Dikarenakan pemilihan Ketua Umum dan MKP dinyatakan tidak sesuai hukum dan tidak sah serta hasil kongres dinyatakan batal demi hukum, maka secara hukum semua konferwil dan konferda yang dilakukan mengikuti Kongres VII adalah cacat hukum dan oleh karenanya konferwil dan konferda tersebut harus disahkan di KLB yang akan datang dan diberikan kewenangan kepada mereka kewenangan dan hak untuk melakukan Konferwil/Konferda mengikuti KLB tersebut.

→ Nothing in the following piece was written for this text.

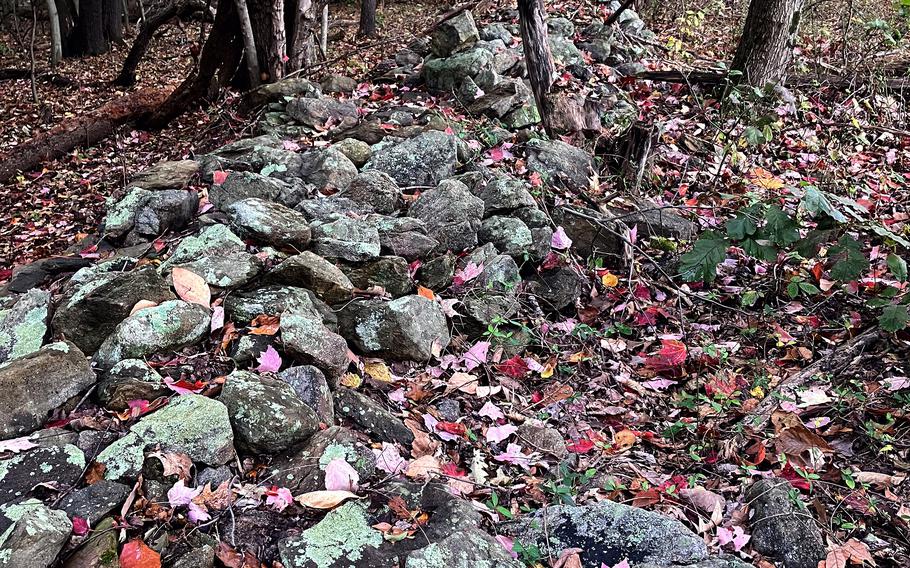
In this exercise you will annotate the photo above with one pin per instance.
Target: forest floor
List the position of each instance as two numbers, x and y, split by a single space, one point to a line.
737 339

Dari uraian diatas maka sangat jelas urgensi dari KLB tersebut yaitu untuk memilih Ketua Umum yang legitimate dan mengukuhkan Ketua Pengwil/Pengda serta memberikan pembebasan pertanggung jawaban kepada rekan Julius Purnawan atas pelaksanaan PP IPPAT selama ini.
Bagimana kedudukan hukumnya dalam AD/ART usulan agar pengwil-pengwil yang konferwilnya diadakan mengikuti Kongres VII IPPAT 2018 yang sudah dinyatakan BATAL DEMI HUKUM mengadakan KLB?

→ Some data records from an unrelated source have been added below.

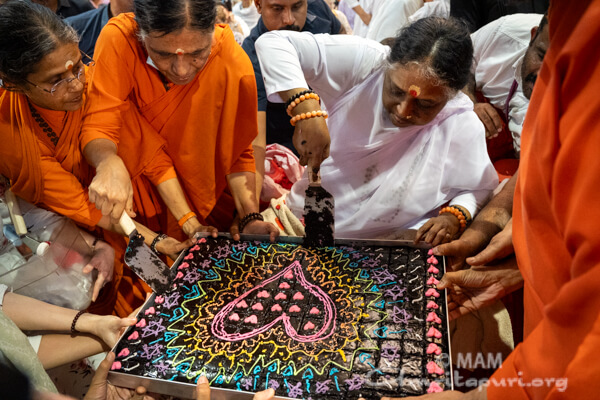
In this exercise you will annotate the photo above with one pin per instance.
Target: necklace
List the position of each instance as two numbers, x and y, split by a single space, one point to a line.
43 125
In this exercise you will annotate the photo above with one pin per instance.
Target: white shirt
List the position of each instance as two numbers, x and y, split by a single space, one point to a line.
389 16
383 178
499 48
250 14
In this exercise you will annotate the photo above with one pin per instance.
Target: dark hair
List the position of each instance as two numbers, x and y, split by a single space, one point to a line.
167 16
28 33
443 44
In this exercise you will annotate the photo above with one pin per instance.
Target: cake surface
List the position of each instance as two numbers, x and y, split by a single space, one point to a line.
351 321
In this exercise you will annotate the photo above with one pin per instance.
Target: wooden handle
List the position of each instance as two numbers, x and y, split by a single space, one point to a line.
126 223
15 213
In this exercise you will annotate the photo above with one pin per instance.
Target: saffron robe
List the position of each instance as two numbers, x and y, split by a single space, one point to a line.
557 207
208 125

Menurut ketentuan Pasal 15 ayat (2) huruf b AD IPPAT yaitu Kongres Luar Biasa dapat diselenggarakan apabila ada permintaan lebih dari ½ (satu per dua) bagian dari jumlah seluruh Pengurus Wilayah berdasarkan keputusan Konferensi Wilayah Luar Biasa dan telah mendapat persetujuan secara tertulis dari dan berdasarkan keputusan Rapat Majelis Kehormatan, maka Pengurus Pusat atau Pengurus Wilayah berhak dan berwenang menyelenggarakan Kongres Luar Biasa dengan mengindahkan ketentuan Anggaran Dasar ini atas biaya Perkumpulan.

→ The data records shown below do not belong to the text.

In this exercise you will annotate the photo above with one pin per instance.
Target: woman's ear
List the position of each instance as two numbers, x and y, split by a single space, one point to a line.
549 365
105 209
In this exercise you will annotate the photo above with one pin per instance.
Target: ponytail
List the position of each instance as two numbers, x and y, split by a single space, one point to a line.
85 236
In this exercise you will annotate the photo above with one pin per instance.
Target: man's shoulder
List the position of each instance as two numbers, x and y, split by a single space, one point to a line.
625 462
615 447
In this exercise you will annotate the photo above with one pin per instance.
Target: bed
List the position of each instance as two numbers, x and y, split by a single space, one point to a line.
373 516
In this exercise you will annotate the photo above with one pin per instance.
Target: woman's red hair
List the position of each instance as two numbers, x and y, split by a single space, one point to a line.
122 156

KLB yang diadakan oleh Pengwil-Pengwil hasil Konferwil yang diadakan mengikuti Kongres VII IPPAT 2018 adalah bertentangan dengan AD/ART dan Putusan Pengadilan No : 694/Pdt.G/2018/PN Jkt Brt Jo 422/PDT/2020/PT.DKI. oleh karenanya jika Pengwil-Pengwil diatas mengadakan KLB berdasarkan Pasal 15 Ayat (2) hurup b AD IPPAT adalah perbuatan melawan hukum dan dapat dituntut baik secara pidana maupun secara pidana.
Dengan demikian KLB yang diadakan oleh Pengwil-Pengwil hasil Konferwil yang diadakan mengikuti Kongres VII IPPAT 2018 tidak mempunyai legal standing dan alasan hukum oleh karenanya KLB yang diadakannya adalah melawan hukum baik perdata maupun pidana.
Jadi, perdamaian yang diadakan tanggal 21/12/2020 antara penggugat dan tergugat serta disetujui oleh Caketum Kongres VII IPPAT yang digagas oleh Kementerian ATR/BPN RI adalah kesepakatan perdamaian yang sah secara hukum dan tidak bertentangan dengan AD/ART IPPAT serta memberikan keadilan dan manfaat yang sangat besar bagi anggota IPPAT, oleh karenanya semua anggota IPPAT harus mendukungnya demi kejayaan IPPAT dimasa yang akan datang.
Demikian cuplikan wawancara MGD dan GrosseTV dengan pemerihati organisasi INI dan IPPAT yang juga merupakan Notaris/PPAT. Semoga bermanfaat...
Salam kompak dan sukses selalu dari MGD dan GrosseTV.